Bir ulusun bir milletin en zengin kaynağı yetmişmiş insan gücüdür. Bir ülkede yetişmiş insan gücü varsa, o ülke en zengin ülkedir. Bir ülkeyi dünyada söz sahibi yapan, yetişmiş insan gücünü yetiştirenler öğretmenlerdir. O nedenle öğretmenler dünyanın bütün saygın ülkelerinde el üstünde tutulur. Öğretmenler, sadece çocuklarımızı yetiştirmezler, içinde bulundukları toplumun da kanaat önderleridir. Kırsalda, kasabada öğretmenin kapısı çalınır. 

Biz hep, Türkiye'nin 5 temel sorunundan söz ettik. Bunlardan birisi de eğitimdi. Bir ülke dünyada söz sahibi olmak istiyorsa, büyük buluşlara imza atmak istiyorsa eğitime önem vermek zorunda… Eğitim bu kadar önemliyken, eğitimimiz gerçekten milli mi? Eğitimimiz gerçekten hem milli hem de evrensel değerlerle uyumlu mu? Eğitim politikasını belirleyenler eğitimin önemini biliyorlar mı?

Benim çocuğum okula gidiyorsa iktidar partisinin milletvekilinin çocuğu da okula gidiyor. İktidardakiler eğitimin önemini biliyorlar mı? 7 bakan değişti, 7 farklı eğitim düzenlemesi oldu. 5 AKP’li kanun teklifi verdi, hiç birisi öğretmen değildi. Çocuklar, 18 yıldır denek olarak kullanıldı. Öğretmence cumhuriyetin ilk yıllarından itibaren büyük önem verildi. Öğretmenler devlet protokolünde yer alıyordu. Öğretmenler Günü'nde öğretmenlerin sorunlarıyla uğraşıyoruz.
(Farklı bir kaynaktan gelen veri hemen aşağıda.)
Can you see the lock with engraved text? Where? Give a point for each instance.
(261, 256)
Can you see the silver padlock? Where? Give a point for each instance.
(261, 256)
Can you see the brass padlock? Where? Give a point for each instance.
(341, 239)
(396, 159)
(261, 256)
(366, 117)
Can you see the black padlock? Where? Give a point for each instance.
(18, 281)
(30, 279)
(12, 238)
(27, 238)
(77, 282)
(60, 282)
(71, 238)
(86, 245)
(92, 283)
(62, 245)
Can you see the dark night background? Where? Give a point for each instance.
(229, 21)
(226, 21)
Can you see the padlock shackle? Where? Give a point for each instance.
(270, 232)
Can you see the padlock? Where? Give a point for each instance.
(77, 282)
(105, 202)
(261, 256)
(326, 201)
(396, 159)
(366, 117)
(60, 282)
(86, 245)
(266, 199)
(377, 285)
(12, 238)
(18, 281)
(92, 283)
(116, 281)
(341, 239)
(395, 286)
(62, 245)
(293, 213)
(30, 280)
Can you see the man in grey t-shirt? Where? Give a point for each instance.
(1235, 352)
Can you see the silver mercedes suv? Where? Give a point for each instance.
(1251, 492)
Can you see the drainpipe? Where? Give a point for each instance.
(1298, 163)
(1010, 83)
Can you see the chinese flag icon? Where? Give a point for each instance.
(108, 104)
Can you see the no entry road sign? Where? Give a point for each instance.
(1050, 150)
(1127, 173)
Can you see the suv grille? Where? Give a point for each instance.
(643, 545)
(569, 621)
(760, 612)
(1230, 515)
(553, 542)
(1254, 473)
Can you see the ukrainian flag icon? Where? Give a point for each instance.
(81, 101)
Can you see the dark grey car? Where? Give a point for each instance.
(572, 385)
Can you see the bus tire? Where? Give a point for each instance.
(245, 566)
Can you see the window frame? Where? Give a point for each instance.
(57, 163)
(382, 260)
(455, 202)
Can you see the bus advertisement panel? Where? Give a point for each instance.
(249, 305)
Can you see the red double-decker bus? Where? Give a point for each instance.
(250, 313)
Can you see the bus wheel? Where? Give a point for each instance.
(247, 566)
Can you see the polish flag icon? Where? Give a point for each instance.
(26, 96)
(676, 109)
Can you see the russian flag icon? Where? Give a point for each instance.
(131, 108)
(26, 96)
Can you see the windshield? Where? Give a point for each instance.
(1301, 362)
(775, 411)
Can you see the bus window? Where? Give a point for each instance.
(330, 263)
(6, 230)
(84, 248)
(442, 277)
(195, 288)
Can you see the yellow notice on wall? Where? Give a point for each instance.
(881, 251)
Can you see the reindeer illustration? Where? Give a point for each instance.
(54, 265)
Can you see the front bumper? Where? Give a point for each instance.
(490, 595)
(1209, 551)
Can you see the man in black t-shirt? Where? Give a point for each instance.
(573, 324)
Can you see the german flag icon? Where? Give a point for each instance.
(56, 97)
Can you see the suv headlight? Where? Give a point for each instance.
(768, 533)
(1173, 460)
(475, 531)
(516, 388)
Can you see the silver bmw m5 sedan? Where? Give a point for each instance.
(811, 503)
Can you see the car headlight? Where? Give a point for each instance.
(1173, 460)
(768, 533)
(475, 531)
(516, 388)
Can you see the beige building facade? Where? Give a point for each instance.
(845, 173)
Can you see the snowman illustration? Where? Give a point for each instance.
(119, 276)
Bir sorunlar yumağı içinde eğitim sistemimiz. Eğitimde de adalet istiyoruz. Öğretmenler geçinemiyor.

Köy okullarının açılması gerekiyor, taşımalı eğitime son verilmesi gerekiyor. İkili eğitim... Bir sınıfta 60 kişi öğrenci var, bunlara son verilmesi gerekiyor. Doktora yapıp çekirdek satıp, atama bekleyen öğretmen var. Pazarlarda esnaflık yapan, atama bekleyen öğretmen var. 21. yüzyılın Türkiye'sinin en büyük ayıbıdır. Bütün bunların tamamı bir siyasi tercihtir. Parayı nereye harcayacak, eğitime mi Londra'daki tefecilere mi harcayaksın... Karar budur.”

ÖĞRETMENLERİN SORUNLARINA 5 MADDELİ ÇÖZÜM

Öğretmenlerin sorunlarına ilişkin 5 madde ile çözümlerinin olduğunu ifade eden Kılıçdaroğlu maddeleri şöyle sıraladı:

1- Bir öğretmenler meslek kanunu çıkartacağız. Öğretmenleri, devlet memurları kanunundan çıkaracağız. Hakimler ve savcılar için nasıl bir kanun varsa, öğretmenler için de ayrı bir kanun olacak. Öğretmeni toplumda, en saygın konuma getireceğiz. Öğretmenin özel bir yasası olacak.

2- Hiçbir öğretmen, yoksulluk sınırının altında maaş almayacak. Öğretmeni açlığa yoksulluğa mahkum ettikten sonra o öğretmen benim çocuğumu nasıl eğitecek. Ay başını düşünecek, nasıl geçineceğim diye. Bu ülkede öğretmen yoksulluk sınırının altında maaş almaycak.

3- Eğitim yatırımları için, özel yasal düzenleme yapacağız. Bursa'da dprem dolayısıyla birçok okuldu. Yıllardır yapılmıyor. İkili eğitim var, Ankara'da, İstanbul'da, İzmir'de. Niye yapılmaz bu okullar? Para yok. Milli Eğitim bütçesinde Türkiye'nin toplam yatırımının en az yüzde 18'i Milli Eğitim Bakanlığı'nın yatırımına gidecek. Bu imkan var mı? Var. Bu bir siyasi tercihtir. Kararı öğretmen, sandığa gidince verecek.

4- Köy okulları yeniden açılacak, atama bekleyen yüz binler var. Eğitimin tüm bileşenleriyle oluşacak politikalarıyla eğitim üretime dönük olacak, çağdaş olacak eğitim. Bütün organize sanayi bölgelerinde teknoloji liseleri olacak.

5- Her okulun kendi bütçesi olacak. Okul müdürünü dilenci haline getiriyoruz. Her okulun bir bütçesi olacak, o bütçesi denetlenecek. Okul aile birliğiyle birlikte yönetilecek. Okul aile birliğinin yetkileri güçlendirilecek. 

Bu 5 temel çözümü öğretmenlerimin takdirine sunuyorum. Onlar bunu yapmıyorlar mı? Biz yapacağız. Onlar öğretmenleri sevmiyorlar mı, biz seveceğiz. Onlar savurganlığı seviyorlar, biz adaleti hakkı hukuku savunuyoruz. Onlar tüyü bitmemiş yetimin hakkını yerler, biz haklarını savunuruz. İster çalışan öğretmenler, ister atama bekleyen öğretmenler bunu gayet net bilsinler, 5 tane çözüm.”